🤖 AI Summary
Addressing the challenges of modeling heterogeneous cross-effects under multi-class, multi-value interventions—where existing methods are constrained by binary or single-treatment assumptions, suffer from poor scalability, and lack appropriate evaluation frameworks—this paper proposes XTNet, an end-to-end causal inference model based on dynamic neural masking and effect decomposition. Its core innovations include: (i) a learnable masking mechanism that adaptively captures combinatorial intervention effects, and (ii) explicit disentanglement of baseline and interaction effects. Additionally, we introduce MCMV-AUCC, a novel evaluation metric that jointly accounts for treatment cost and interaction impact. Extensive experiments on synthetic data and multiple real-world datasets—including industrial-scale A/B tests—demonstrate that XTNet significantly outperforms state-of-the-art methods in both counterfactual prediction accuracy and ranking quality.
📝 Abstract
Counterfactual causal inference faces significant challenges when extended to multi-category, multi-valued treatments, where complex cross-effects between heterogeneous interventions are difficult to model. Existing methodologies remain constrained to binary or single-type treatments and suffer from restrictive assumptions, limited scalability, and inadequate evaluation frameworks for complex intervention scenarios.

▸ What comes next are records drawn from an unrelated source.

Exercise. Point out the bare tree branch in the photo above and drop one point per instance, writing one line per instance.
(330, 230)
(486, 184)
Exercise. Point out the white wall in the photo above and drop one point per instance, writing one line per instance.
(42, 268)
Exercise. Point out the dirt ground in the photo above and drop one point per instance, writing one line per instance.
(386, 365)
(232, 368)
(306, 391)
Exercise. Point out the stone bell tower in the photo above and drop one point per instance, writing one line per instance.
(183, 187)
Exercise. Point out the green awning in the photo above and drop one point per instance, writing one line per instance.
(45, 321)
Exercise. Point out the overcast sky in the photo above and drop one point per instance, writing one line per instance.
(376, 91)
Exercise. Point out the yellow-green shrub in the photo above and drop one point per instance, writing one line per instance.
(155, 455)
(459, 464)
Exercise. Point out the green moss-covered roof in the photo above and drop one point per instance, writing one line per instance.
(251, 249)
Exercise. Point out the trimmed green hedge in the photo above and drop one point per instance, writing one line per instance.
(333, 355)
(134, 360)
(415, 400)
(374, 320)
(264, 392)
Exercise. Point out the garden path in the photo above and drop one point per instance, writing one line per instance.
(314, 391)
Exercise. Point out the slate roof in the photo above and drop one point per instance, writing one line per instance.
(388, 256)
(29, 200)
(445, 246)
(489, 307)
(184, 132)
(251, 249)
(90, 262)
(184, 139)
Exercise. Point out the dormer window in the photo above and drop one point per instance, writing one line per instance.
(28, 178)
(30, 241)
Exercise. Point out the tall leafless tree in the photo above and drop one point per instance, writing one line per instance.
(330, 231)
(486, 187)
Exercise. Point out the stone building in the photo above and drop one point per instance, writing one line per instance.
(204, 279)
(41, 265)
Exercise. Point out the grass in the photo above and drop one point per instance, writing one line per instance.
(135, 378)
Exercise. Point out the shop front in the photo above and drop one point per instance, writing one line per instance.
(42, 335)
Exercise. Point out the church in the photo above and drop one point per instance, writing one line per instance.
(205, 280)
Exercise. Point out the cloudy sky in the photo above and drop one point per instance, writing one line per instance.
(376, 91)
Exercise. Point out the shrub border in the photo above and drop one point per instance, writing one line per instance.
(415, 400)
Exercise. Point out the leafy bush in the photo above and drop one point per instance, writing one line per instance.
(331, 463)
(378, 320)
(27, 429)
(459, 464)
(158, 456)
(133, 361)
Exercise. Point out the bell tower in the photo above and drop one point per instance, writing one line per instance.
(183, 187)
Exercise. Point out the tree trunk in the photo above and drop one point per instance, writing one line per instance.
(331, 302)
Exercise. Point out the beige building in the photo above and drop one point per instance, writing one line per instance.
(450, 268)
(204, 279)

We present XTNet, a novel network architecture for multi-category, multi-valued treatment effect estimation. Our approach introduces a cross-effect estimation module with dynamic masking mechanisms to capture treatment interactions without restrictive structural assumptions. The architecture employs a decomposition strategy separating basic effects from cross-treatment interactions, enabling efficient modeling of combinatorial treatment spaces. We also propose MCMV-AUCC, a suitable evaluation metric that accounts for treatment costs and interaction effects. Extensive experiments on synthetic and real-world datasets demonstrate that XTNet consistently outperforms state-of-the-art baselines in both ranking accuracy and effect estimation quality. The results of the real-world A/B test further confirm its effectiveness.